Python is used for web backends: the server-side logic, APIs, and database interactions that power web applications. Common Python web frameworks include Django (full-featured, rapid development), FastAPI (modern, high-performance APIs), and Flask (lightweight, flexible). Python is not typically used for frontend (browser-side) code.

Is Python good for building web APIs?

Yes. FastAPI in particular is one of the fastest API frameworks available and generates automatic API documentation. Django REST Framework is widely used for larger, more feature-complete APIs. Python web APIs are used in production at companies of all scales.

What is the difference between a Python developer and a data scientist?

A Python developer builds software products: APIs, web applications, and automation tools. A data scientist uses Python for statistical analysis, modelling, and generating insights from data. The skills overlap but the outputs and mindset differ significantly. Hiring the wrong one for your use case is a common mistake.

How long does it take to hire a Python developer?

Through traditional hiring, a mid-level Python backend developer takes 5 to 8 weeks. Senior-level or specialist (ML/data engineering) roles take 8 to 12 weeks or longer. A managed developer subscription assigns a Python-proficient developer the next business day. See our full guide: how long does it take to hire a developer.

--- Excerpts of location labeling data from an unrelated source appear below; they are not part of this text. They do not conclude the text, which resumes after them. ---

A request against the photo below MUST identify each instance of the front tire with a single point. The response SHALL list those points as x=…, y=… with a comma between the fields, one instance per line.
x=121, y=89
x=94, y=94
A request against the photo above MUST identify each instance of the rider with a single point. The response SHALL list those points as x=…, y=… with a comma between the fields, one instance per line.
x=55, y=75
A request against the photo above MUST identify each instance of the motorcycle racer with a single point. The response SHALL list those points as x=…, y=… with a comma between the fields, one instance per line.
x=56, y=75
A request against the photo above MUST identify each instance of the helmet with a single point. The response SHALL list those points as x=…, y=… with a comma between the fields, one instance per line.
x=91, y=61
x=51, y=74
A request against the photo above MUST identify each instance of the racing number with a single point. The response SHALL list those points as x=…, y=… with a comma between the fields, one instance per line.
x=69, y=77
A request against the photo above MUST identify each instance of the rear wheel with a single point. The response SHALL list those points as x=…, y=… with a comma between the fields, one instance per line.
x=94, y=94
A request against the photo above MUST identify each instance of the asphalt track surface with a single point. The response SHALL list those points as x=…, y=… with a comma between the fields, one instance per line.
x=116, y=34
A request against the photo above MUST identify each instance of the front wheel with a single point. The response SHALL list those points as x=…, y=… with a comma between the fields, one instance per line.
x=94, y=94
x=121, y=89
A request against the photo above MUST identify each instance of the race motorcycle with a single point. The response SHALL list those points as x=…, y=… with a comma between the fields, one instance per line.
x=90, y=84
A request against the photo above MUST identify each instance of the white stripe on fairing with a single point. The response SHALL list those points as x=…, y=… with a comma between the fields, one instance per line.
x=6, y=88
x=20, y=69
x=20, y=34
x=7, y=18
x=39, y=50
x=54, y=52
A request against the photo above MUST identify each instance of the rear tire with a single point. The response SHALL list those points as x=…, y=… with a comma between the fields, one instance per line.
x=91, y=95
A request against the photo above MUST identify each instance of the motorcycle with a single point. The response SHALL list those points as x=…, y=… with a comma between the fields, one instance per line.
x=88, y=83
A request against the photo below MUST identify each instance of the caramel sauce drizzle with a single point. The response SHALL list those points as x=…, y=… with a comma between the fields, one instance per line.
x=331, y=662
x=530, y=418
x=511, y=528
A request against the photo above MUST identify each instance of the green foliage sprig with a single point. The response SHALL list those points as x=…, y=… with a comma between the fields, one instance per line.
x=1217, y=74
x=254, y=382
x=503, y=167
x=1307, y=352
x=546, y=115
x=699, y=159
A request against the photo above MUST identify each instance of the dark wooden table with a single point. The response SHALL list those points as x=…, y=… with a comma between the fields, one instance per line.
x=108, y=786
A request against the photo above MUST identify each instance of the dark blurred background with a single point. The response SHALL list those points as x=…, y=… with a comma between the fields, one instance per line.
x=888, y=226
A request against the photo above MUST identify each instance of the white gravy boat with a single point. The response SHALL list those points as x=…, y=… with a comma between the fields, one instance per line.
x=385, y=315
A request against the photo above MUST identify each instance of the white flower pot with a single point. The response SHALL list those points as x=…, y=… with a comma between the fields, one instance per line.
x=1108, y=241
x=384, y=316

Do I need Django or FastAPI for my project?

Django is best for projects that need rapid development of CRUD-heavy features with a built-in admin panel, user management, and ORM. FastAPI is best for high-performance APIs and microservices where you want modern async Python and automatic documentation. Flask sits between them: lightweight and flexible for smaller services. Your developer can advise on the best fit once they understand your requirements.